Oncogene volume 22, pages 7243–7246 (2003)Cite this article

Abstract

The underlying molecular mechanisms leading to microsatellite alteration and mutations in human lung cancer remain unknown. Since Flap endonuclease1 (Fen1), which functions in the base excision repair system, has been shown to be involved in tumor progression of mouse models with microsatellite instability in a haplo-insufficient manner, we performed expression and mutation analyses for FEN1 in human lung cancer cell lines. Reverse transcriptase PCR analysis revealed that all 49 lung cancer cell lines (20 small cell lung cancers (SCLCs) and 29 non-small cell lung cancers (NSCLCs)) expressed FEN1. In addition, microarray analysis showed that FEN1 expression was elevated significantly by 1.65-fold (P=0.001) in SCLC cell lines compared to normal lung controls (normal human lung cultures and immortalized normal human bronchial epithelial cell lines).
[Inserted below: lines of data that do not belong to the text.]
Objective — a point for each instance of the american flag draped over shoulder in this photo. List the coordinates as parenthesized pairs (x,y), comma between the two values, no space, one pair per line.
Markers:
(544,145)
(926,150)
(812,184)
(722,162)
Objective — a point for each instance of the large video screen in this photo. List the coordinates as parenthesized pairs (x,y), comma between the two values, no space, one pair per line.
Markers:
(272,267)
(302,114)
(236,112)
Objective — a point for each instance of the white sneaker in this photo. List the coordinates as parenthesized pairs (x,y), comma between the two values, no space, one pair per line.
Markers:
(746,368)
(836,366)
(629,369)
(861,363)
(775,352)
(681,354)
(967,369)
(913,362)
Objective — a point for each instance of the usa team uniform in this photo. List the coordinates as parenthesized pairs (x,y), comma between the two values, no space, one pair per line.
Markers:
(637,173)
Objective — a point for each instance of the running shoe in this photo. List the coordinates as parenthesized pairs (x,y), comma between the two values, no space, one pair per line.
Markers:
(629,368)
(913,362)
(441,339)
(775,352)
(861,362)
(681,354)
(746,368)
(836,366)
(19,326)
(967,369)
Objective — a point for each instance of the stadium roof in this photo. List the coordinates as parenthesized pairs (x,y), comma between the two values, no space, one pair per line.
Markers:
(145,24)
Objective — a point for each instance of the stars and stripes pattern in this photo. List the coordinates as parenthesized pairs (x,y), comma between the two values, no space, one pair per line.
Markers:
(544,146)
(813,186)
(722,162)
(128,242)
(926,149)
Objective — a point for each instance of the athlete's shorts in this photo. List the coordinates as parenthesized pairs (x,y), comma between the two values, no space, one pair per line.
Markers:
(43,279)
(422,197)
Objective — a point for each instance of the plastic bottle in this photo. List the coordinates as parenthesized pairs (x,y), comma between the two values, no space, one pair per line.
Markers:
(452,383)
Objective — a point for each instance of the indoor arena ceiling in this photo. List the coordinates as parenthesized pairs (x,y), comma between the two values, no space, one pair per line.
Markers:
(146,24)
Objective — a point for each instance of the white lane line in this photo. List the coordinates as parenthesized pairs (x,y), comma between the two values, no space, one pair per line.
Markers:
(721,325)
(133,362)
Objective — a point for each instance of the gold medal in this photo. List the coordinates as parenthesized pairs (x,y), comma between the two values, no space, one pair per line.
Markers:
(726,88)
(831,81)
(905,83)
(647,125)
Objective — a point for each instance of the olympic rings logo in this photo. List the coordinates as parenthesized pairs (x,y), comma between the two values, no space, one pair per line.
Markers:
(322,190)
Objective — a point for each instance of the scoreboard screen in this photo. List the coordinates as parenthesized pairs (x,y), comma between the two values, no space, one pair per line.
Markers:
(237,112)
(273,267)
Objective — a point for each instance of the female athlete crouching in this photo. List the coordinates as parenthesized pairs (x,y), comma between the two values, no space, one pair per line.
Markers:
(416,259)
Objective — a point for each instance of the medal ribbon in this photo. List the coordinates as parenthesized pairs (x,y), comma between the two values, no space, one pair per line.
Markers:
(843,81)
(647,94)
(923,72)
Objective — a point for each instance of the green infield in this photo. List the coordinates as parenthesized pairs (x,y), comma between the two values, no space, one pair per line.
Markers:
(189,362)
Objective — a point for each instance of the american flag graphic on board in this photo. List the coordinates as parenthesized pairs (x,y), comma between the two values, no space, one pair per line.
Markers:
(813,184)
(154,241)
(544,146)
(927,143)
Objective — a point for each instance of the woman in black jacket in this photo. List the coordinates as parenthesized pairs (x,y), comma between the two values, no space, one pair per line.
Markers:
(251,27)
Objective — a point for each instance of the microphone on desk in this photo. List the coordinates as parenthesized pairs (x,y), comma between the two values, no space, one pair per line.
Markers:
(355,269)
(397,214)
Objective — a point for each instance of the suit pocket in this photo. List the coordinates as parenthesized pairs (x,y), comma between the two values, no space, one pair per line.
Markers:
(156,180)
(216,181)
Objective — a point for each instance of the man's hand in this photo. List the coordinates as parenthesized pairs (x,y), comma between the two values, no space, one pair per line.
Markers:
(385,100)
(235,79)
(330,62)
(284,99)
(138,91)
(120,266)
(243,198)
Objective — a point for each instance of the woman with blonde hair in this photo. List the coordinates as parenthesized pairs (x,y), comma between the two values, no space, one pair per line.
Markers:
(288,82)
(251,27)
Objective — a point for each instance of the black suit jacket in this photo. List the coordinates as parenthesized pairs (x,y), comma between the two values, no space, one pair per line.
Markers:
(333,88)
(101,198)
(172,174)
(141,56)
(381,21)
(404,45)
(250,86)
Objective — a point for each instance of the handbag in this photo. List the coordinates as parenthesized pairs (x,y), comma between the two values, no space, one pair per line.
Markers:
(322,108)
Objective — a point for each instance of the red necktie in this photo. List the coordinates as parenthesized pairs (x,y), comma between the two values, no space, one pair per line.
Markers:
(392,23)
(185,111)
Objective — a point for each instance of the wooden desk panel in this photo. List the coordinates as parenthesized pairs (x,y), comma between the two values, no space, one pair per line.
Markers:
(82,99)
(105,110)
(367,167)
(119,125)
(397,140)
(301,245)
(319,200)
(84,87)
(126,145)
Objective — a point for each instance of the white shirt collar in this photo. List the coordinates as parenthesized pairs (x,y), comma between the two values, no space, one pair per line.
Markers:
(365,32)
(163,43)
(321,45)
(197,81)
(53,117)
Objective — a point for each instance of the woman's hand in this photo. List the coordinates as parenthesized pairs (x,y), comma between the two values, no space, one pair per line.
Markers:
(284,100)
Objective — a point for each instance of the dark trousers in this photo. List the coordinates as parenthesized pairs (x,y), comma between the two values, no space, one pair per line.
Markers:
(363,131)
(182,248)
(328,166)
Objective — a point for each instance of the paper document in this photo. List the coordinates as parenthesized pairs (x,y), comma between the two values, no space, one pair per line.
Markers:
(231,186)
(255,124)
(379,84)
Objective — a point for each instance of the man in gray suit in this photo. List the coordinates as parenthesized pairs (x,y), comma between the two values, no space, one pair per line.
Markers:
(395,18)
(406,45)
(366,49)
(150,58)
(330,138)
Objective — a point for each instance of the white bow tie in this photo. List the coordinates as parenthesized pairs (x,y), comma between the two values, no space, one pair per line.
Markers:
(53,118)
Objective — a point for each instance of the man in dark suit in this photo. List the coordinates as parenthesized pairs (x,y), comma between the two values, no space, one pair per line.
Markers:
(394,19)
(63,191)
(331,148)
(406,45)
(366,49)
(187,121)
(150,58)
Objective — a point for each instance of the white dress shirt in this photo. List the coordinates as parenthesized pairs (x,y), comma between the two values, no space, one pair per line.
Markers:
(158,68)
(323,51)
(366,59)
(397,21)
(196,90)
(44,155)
FEN1 protein was abundantly expressed in all 23 lung cancer cell lines (10 SCLCs and 13 NSCLCs) and was expressed at lower levels in three of four normal lung epithelial culture controls. Direct sequencing of genomic DNAs revealed no FEN1 mutation in seven SCLCs and nine NSCLCs. As part of this analysis we discovered and sequenced a FEN1 pseudogene (GenBank accession #AY249897) located at 1p22.2. This pseudogene is amplified from cDNA preparations contaminated with genomic DNA and must be taken into account in any FEN1 mutation analysis studies. Our results suggest that alterations of FEN1 are not likely to contribute to development of lung cancer.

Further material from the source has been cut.